[krbdev.mit.edu #8431] profile_flush_to_file() can corrupt shared tree state
Greg Hudson via RT
rt-comment at krbdev.mit.edu
Thu Jun 23 11:52:23 EDT 2016
A profile data object can have two flags: DIRTY and SHARED. DIRTY means
there are unflushed changes in memory relative to the contents on disk, due to
a mutating API call like profile_update_relation(). SHARED means the data
object is part of g_shared_trees. These flags are exclusive; mutation
operations on a SHARED object will create a new data object with the DIRTY
flag.
The normal flush profile_flush() operation (which is also implicit in
profile_release()) checks the DIRTY flag and does nothing if it is not set.
There is no bug to report here.
profile_flush_to_file() writes the contents of the profile to a specified
file, which is presumably different from the one the profile was loaded from.
This calls profile_flush_file_data_to_file() which calls write_data_to_file().
The DIRTY flag is not checked, because there is no presumption that the target
file ever contained the contents of the data object.
At the end of write_data_to_file(), data->flags is set to 0. I assume the
intent is to clear the DIRTY flag for a profile_flush() call, but the flag
change is at the wrong layer. For profile_flush_to_file(), this is harmful in
two cases:
* For a DIRTY data object, the data object is set to non-DIRTY even though the
profile's backing file was probably not updated.
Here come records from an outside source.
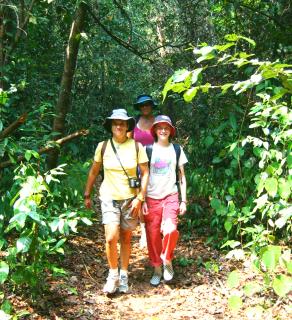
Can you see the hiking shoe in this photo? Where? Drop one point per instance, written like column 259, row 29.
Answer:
column 112, row 283
column 124, row 287
column 168, row 272
column 155, row 280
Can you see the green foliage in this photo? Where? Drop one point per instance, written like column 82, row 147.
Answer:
column 271, row 272
column 250, row 176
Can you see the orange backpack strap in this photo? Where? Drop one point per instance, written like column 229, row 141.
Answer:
column 103, row 149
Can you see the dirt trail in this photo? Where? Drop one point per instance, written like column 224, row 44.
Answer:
column 196, row 293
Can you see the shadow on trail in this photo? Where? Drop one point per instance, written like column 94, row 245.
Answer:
column 192, row 294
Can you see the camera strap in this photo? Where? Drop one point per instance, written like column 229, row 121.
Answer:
column 115, row 151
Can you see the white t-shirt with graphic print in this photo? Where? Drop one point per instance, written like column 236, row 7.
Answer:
column 162, row 181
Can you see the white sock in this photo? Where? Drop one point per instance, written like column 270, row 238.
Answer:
column 123, row 273
column 157, row 270
column 113, row 272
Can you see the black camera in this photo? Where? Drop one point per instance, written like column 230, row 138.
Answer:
column 134, row 183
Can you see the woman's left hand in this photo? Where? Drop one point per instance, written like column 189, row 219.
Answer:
column 135, row 207
column 182, row 208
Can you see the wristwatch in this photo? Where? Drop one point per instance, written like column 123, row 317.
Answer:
column 140, row 197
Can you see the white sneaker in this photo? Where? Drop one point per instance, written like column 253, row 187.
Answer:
column 155, row 280
column 168, row 272
column 112, row 283
column 124, row 287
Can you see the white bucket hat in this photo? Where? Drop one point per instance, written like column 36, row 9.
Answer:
column 119, row 114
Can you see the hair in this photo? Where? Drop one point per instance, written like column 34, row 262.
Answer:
column 156, row 138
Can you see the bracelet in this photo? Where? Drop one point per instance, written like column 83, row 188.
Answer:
column 140, row 197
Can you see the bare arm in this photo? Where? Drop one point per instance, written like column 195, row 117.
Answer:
column 93, row 172
column 137, row 202
column 183, row 190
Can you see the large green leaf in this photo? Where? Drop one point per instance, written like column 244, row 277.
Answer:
column 233, row 279
column 23, row 244
column 270, row 256
column 190, row 94
column 4, row 271
column 234, row 303
column 284, row 188
column 19, row 218
column 228, row 225
column 271, row 185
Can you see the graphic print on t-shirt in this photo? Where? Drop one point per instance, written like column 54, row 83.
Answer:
column 161, row 166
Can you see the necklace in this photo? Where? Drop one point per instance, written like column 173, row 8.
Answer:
column 118, row 144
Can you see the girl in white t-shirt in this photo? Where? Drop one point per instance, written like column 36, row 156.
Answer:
column 162, row 204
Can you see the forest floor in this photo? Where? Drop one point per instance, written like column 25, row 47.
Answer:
column 198, row 291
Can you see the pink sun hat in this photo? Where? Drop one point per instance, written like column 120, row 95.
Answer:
column 163, row 119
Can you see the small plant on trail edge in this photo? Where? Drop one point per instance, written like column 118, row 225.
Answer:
column 37, row 228
column 271, row 271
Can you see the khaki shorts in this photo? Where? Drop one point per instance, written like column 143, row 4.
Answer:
column 118, row 212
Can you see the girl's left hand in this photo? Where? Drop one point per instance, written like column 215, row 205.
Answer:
column 135, row 207
column 182, row 208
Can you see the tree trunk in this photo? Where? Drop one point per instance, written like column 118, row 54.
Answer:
column 63, row 104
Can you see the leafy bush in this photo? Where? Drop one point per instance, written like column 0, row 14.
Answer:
column 39, row 226
column 249, row 178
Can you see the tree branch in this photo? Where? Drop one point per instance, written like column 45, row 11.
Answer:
column 51, row 145
column 13, row 126
column 125, row 14
column 279, row 24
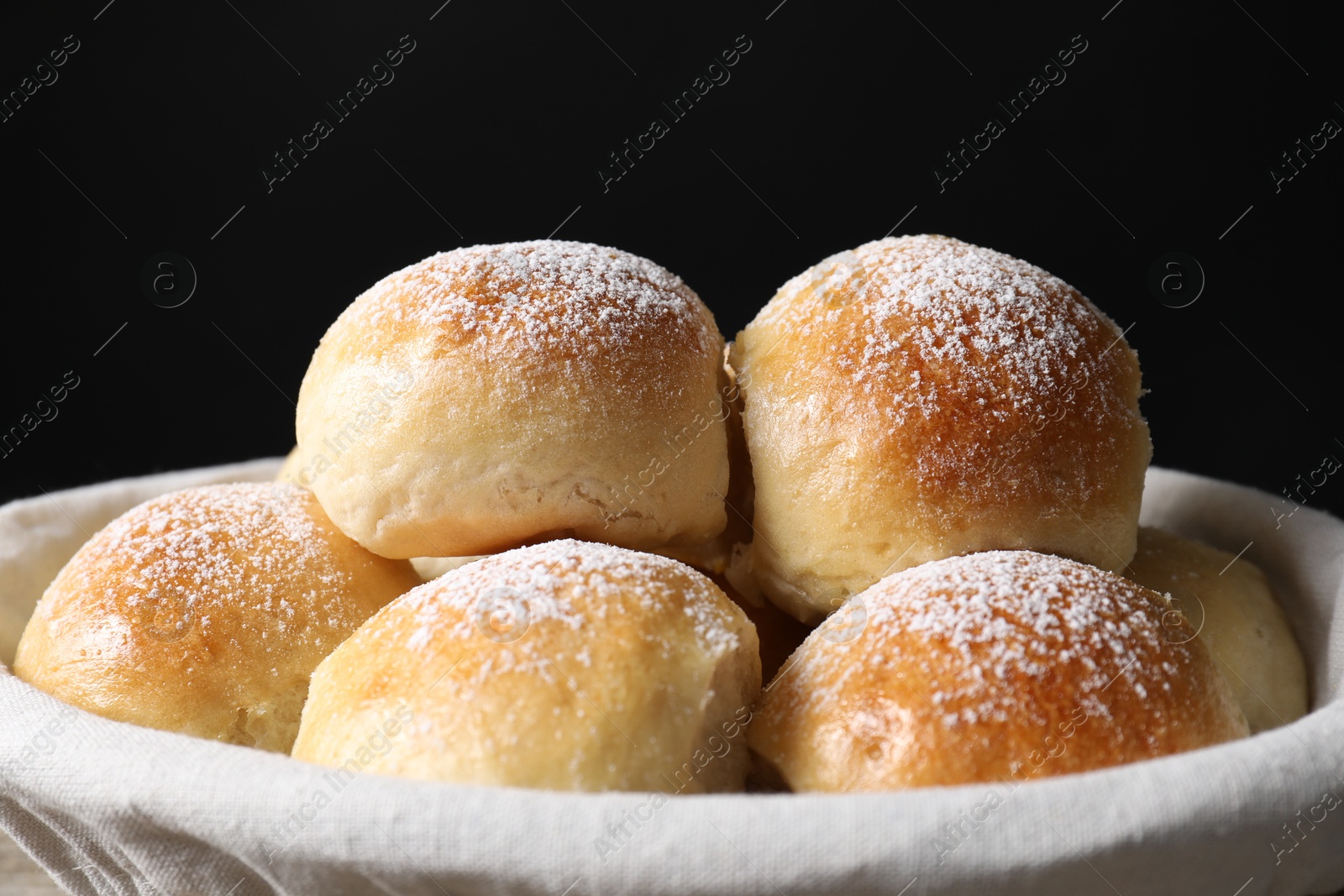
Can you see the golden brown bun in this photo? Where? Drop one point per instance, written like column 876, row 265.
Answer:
column 205, row 611
column 998, row 665
column 921, row 398
column 566, row 665
column 1236, row 616
column 496, row 396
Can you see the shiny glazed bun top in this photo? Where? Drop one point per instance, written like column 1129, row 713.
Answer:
column 987, row 668
column 205, row 611
column 496, row 396
column 921, row 398
column 568, row 665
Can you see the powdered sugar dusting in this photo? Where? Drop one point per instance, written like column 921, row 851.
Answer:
column 938, row 331
column 192, row 553
column 985, row 624
column 541, row 298
column 553, row 587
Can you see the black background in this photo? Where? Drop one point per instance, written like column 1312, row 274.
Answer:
column 826, row 136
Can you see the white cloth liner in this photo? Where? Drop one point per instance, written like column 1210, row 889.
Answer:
column 111, row 808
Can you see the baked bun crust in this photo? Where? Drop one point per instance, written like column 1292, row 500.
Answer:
column 990, row 667
column 499, row 396
column 203, row 611
column 564, row 665
column 921, row 398
column 1236, row 613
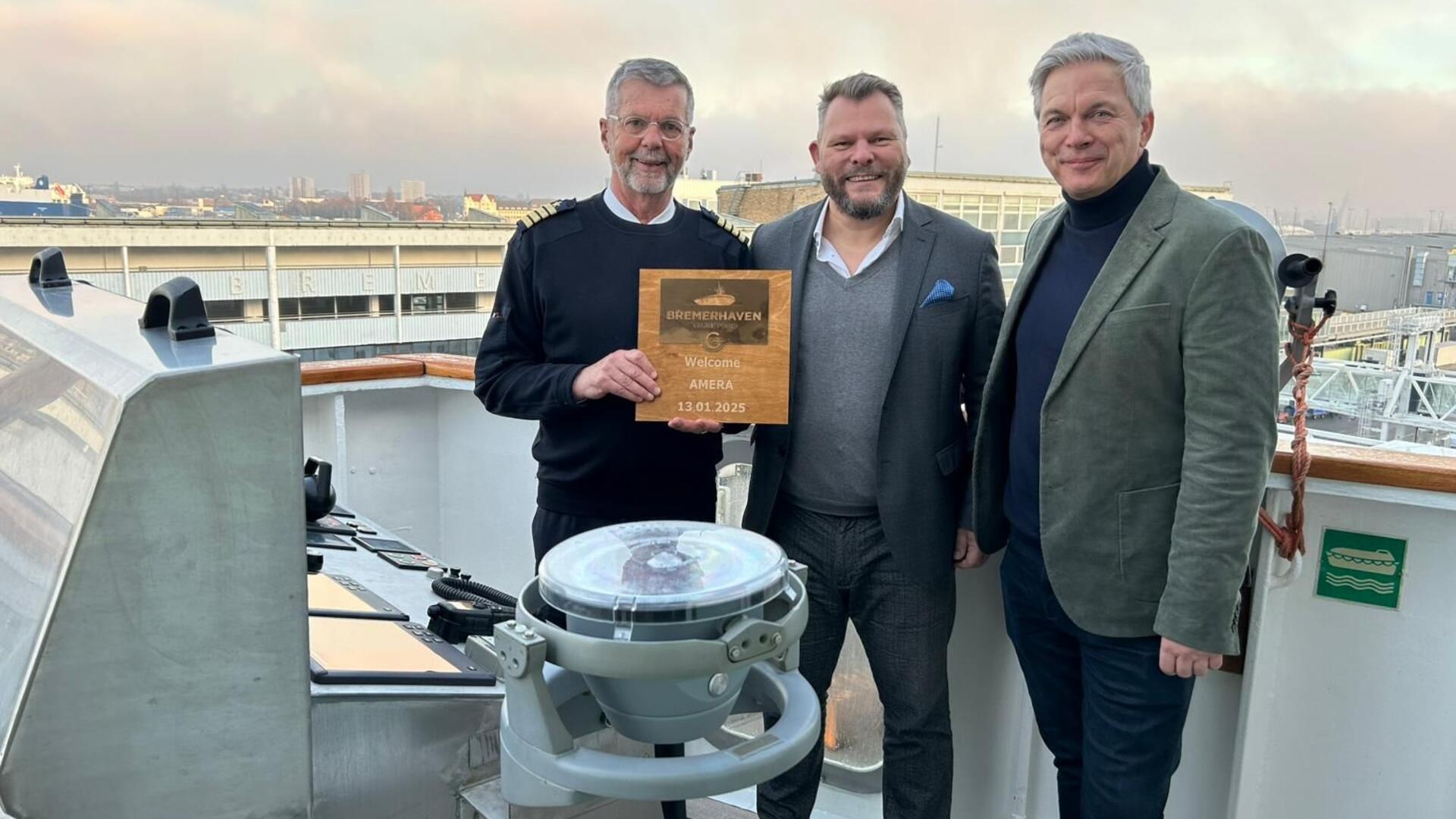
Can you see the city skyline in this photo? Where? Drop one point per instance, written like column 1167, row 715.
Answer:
column 1296, row 105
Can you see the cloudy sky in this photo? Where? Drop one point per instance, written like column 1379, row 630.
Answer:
column 1296, row 102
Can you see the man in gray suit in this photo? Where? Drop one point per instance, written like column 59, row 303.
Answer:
column 896, row 311
column 1126, row 436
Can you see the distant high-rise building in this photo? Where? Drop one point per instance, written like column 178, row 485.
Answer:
column 411, row 190
column 360, row 190
column 302, row 188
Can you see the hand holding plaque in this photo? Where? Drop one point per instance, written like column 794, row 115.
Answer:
column 720, row 341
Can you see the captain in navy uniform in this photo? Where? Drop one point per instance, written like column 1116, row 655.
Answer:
column 561, row 343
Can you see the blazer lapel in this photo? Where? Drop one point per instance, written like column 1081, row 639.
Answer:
column 1128, row 260
column 802, row 253
column 1030, row 270
column 916, row 241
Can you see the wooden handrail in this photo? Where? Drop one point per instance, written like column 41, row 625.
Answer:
column 1354, row 465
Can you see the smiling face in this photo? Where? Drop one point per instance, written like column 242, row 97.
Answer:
column 1091, row 137
column 861, row 155
column 647, row 164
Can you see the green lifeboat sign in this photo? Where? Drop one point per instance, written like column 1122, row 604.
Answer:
column 1362, row 569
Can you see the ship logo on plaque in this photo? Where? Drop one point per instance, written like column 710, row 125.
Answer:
column 714, row 315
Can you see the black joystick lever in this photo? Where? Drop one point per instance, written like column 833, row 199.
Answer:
column 318, row 488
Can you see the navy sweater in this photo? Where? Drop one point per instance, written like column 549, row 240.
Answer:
column 568, row 297
column 1069, row 268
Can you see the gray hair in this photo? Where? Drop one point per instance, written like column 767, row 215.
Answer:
column 861, row 86
column 654, row 72
column 1087, row 47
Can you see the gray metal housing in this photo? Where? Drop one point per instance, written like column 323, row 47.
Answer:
column 149, row 490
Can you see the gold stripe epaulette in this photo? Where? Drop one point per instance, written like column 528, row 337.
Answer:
column 538, row 215
column 737, row 234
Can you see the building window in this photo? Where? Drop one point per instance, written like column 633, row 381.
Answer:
column 351, row 305
column 224, row 311
column 460, row 302
column 425, row 303
column 316, row 306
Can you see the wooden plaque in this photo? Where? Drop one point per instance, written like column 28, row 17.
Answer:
column 720, row 343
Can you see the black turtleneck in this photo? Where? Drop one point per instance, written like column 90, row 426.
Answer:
column 1071, row 265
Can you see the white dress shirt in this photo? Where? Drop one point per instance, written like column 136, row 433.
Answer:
column 824, row 251
column 620, row 210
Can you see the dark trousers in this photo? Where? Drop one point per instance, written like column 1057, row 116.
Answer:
column 905, row 626
column 1111, row 719
column 551, row 528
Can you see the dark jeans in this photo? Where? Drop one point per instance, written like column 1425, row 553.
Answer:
column 905, row 627
column 1111, row 719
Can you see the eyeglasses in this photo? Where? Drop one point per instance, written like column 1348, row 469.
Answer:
column 670, row 130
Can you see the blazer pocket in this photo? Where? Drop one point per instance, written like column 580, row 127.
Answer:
column 949, row 458
column 1145, row 528
column 1139, row 314
column 952, row 305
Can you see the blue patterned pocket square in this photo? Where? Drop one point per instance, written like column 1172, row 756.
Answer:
column 943, row 292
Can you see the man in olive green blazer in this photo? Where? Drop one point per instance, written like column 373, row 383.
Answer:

* For a SHARED data object, the data object remains part of g_shared_trees but
does not have the SHARED flag set. This becomes very bad later on. When the
data object is dereferenced and deleted, profile_free_file_data() will free
the data object but will not remove it from g_shared_trees, leaving a dangling
reference.
To reproduce the second problem:
1. Open a profile.
2. Without making any changes, call profile_flush_to_file().
3. Release the profile (leaves a dangling reference in g_shared_trees).
4. Open a profile (dereferences the dangling g_shared_trees reference and
fails an assertion).
Note that test1() in prof_test1 invokes profile_flush_to_file and then
profile_release. Fixing both sides bug will change the behavior of
profile_release (the updated relations will be written to test2.ini), so we
might need to change it to profile_abandon.